Mas por mais estranha que seja a situação, a mulher faz o que o profeta diz. Ela acredita na sua palavra. Da sua obediência veio a vitória, porque na verdade, se não repartisse a farinha, ela morreria em seguida. O curioso é que ela não era uma judia (na nossa linguagem hoje diríamos que ela não era crente), aparentemente não tinha conhecimento do Deus de Israel (na nossa linguagem, não conhecia Cristo), mas ainda assim foi capaz de crer e esperar por um milagre. Muitas vezes tenho visto pessoas de fora da igreja crendo com mais intensidade que membros da igreja.

 

A verdade é que Deus quer nos abençoar, mas para que venha a benção, precisamos antes de mais nada, de confiar na sua provisão.

 

Certa vez perguntei a uma pessoa que estava constantemente reclamando de suas finanças desorganizadas, se ela confiava na provisão de Deus, e a resposta foi positiva. Então eu perguntei se ela era fiel no seus dízimos e ofertas a Deus, ela respondeu, não! Parece anacrônico: Se Deus promete que vai cuidar de nós, e exige que sejamos fieis quanto ao uso do nosso dinheiro, e isto inclui investir no reino de Deus, por que então não fazemos o que ele diz?

 

Aquela mulher recebeu a benção de Deus, mas antes de mais nada, ela confiou na promessa do profeta de que nada lhe faltaria.

 

4.     Deus permite que situações anacrônicas aconteçam.

 

O quarto mistério que observamos é o seguinte: A obediência da mulher trouxe bençãos infindáveis para sua vida. A promessa do profeta se cumpriu: “Foi ela e fez segundo a palavra de Elias; assim, comeram ele, ela e a sua casa muitos dias. Da panela a farinha não se acabou, e da botija o azeite não faltou, segundo a palavra do Senhor, por intermédio de Elias.” (1 Rs 17.15-16) Que coisa maravilhosa! A fé daquela mulher trouxe bençãos para sua vida. Gosto muito deste versículo! “Não faltou!” A preocupação quanto à sobrevivência acabou.
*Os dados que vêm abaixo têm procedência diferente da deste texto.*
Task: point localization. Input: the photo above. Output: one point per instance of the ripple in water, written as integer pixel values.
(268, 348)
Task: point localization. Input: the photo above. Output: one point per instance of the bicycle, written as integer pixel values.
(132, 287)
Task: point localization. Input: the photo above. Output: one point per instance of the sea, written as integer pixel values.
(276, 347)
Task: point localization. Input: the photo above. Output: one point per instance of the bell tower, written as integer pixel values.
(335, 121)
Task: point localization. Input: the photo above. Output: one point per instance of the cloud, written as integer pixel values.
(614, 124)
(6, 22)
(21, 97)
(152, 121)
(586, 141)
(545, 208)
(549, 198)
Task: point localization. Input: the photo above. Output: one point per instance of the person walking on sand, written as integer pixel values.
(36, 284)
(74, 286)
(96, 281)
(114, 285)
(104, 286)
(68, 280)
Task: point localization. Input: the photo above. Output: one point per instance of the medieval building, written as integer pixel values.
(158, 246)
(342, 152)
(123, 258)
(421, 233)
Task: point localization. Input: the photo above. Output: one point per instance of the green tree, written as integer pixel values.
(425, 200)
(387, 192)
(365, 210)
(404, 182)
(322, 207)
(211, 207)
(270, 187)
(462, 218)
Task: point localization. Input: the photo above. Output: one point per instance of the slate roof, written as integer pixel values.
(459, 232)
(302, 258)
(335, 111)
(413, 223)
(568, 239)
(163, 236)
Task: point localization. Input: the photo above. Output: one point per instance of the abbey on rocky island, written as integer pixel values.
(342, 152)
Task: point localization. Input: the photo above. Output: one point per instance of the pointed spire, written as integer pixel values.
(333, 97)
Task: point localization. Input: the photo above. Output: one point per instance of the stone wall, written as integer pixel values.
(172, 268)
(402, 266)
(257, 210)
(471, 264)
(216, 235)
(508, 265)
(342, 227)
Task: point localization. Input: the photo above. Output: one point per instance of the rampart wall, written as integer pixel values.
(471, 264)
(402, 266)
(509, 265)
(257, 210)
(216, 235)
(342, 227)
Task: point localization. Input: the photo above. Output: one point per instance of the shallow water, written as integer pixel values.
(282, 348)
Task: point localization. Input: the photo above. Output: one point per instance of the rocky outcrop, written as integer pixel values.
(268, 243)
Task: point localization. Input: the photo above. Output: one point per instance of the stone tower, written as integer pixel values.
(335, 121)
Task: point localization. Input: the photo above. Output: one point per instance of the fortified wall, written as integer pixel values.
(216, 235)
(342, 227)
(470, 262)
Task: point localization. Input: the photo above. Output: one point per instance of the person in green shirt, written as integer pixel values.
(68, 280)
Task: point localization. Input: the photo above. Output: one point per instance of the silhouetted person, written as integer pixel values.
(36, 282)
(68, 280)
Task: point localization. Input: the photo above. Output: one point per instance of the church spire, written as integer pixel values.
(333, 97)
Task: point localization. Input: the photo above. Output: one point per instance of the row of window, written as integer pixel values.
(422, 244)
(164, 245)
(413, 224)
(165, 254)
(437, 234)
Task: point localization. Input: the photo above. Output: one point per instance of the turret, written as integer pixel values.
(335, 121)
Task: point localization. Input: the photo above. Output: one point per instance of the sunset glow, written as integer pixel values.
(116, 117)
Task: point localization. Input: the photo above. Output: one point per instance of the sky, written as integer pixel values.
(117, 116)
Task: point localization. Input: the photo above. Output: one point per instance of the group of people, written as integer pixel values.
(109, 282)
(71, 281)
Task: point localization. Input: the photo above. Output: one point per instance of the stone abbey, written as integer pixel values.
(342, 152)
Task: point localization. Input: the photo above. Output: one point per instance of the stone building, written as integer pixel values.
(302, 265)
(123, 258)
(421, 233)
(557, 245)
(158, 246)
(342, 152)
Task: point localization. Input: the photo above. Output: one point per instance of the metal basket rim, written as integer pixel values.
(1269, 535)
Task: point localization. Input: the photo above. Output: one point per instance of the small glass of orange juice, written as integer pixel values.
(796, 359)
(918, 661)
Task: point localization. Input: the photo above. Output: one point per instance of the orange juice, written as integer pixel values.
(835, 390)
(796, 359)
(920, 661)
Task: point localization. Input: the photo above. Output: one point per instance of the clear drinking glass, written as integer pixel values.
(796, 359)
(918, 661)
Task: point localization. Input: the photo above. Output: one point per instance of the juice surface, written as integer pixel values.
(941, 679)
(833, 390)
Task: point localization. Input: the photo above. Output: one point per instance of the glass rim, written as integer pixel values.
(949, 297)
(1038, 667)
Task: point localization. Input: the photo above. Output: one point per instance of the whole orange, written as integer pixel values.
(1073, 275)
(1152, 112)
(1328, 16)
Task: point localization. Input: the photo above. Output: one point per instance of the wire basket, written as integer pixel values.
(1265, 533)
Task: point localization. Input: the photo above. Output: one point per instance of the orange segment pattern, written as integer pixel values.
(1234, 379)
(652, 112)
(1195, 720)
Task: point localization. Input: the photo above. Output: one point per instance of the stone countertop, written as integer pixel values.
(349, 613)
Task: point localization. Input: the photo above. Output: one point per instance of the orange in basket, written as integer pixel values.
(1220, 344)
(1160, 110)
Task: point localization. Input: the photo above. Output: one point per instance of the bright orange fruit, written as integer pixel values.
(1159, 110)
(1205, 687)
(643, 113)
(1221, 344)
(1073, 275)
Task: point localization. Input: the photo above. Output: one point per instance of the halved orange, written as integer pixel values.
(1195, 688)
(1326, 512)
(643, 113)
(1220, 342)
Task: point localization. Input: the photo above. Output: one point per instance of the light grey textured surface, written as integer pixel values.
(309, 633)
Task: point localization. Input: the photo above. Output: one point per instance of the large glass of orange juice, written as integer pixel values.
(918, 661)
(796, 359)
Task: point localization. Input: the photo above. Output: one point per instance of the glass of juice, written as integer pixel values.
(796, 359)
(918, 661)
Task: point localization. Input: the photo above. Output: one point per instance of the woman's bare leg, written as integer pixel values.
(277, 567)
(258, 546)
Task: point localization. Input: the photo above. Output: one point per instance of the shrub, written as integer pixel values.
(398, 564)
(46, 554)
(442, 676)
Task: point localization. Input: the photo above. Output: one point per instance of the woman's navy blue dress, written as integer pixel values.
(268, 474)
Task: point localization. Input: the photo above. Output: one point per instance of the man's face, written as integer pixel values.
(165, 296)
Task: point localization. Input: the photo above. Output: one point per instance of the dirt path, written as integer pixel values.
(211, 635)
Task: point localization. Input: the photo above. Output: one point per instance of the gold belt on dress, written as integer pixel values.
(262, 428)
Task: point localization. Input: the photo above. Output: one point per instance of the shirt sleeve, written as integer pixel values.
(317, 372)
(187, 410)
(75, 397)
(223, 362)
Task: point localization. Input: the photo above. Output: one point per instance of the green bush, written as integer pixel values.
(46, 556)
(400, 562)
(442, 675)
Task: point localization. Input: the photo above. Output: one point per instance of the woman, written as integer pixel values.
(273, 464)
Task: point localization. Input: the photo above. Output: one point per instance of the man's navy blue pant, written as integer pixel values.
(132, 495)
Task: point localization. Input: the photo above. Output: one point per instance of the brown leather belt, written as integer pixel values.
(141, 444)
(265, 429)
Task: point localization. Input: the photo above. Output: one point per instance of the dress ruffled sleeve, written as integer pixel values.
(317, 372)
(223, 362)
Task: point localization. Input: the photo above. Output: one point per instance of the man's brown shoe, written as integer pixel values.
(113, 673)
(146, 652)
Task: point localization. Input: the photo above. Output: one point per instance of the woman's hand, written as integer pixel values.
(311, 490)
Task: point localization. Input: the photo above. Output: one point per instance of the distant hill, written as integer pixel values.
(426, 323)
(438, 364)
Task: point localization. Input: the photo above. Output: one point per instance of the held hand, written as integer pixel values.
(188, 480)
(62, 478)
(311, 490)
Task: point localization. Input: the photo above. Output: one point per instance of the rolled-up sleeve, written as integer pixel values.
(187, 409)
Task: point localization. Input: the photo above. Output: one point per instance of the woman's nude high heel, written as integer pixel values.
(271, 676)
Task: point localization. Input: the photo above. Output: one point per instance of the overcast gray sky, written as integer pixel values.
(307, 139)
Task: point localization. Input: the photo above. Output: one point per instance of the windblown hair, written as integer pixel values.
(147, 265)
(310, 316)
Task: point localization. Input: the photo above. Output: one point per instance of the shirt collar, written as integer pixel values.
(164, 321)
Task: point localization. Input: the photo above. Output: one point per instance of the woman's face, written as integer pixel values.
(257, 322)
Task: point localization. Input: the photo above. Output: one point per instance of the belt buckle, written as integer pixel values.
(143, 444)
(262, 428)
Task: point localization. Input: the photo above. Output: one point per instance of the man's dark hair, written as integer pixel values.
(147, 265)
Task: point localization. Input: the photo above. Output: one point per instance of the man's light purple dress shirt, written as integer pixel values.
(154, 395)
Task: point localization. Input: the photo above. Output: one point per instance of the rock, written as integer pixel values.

A paz enfim chegou àquela casa... Entretanto, quando tudo parecia trazer serenidade, o que vemos?

 

Depois disto, adoeceu o filho da mulher, da dona da casa, e a sua doença se agravou tanto, que ele morreu.”  (1 Rs 17.17). Nova tragédia se abate... de proporções inimagináveis. O filho daquela mulher morre. O que poderia ser pior que isto? Quando isto acontece, brotam no seu coração todas as suspeitas inconfessáveis contra Deus. Velhos questionamentos e dúvidas sobre a bondade de Deus afloram. Tanto Elias quanto a mulher reagem de forma áspera contra Deus:

 

A mulher disse: “Então, disse ela a Elias: Que fiz eu, ó homem de Deus? Vieste a mim para trazeres à memória a minha iniquidade e matares o meu filho?” (1 Rs 17.18).

 

Isto aparentemente seria fácil para Elias responder, como homem de Deus, se tudo estivesse resolvido em seu coração, entretanto, sua reação revela também sua insegurança e dor e surgem questionamentos internos: “Então, clamou ao Senhor e disse: Ó Senhor, meu Deus, também até a esta viúva, com quem me hospedo, afligiste, matando-lhe o filho?” (1 Rs 17.20). Elias também não consegue entender. Na sua visão parece que Deus foi longe demais... Veja a expressão: “Até a esta viúva afligiste?” É como se Elias estivesse dizendo: “Agora o Senhor foi longe demais…”

 

Isto me fez relembrar de um episódio acontecido com Tereza dÁvila, (1515-1582), uma mística católica de profunda devoção a Deus, que escreveu um dos mais lindos poemas de amor a Deus.

 

Não me move, Senhor para Te amar
O Céu que me prometestes
Nem me move o inferno tão temido
Para deixar por isso de Te ofender.

Tu me moves, Senhor,

Move-me ver-Te
Pregado em uma Cruz e escarnecido
Move-me ver teu Corpo tão ferido,
Movem-me tuas afrontas e tua morte.

 

Move-me enfim o teu amor,
E de tal maneira,
Que ainda que não houvesse Céu eu Te amaria,
E ainda que não houvesse inferno Te temeria.

 

Nada tens que me dar para que eu Te queira,
Pois mesmo que eu não esperasse o que espero,
O mesmo que Te quero
Eu te quereria.

 

Conta-se que certa vez, ela passou por um período de questionamento com Deus, e travou o seguinte diálogo:

-“Senhor, se estou cumprindo as tuas ordens, por que tenho tantas dificuldades no caminho?”

Deus respondeu:

-“Tereza, não sabes que é assim que trato a meus amigos?”

Tereza respondeu:

-“Ah, senhor, então é por isto que tens tão poucos amigos”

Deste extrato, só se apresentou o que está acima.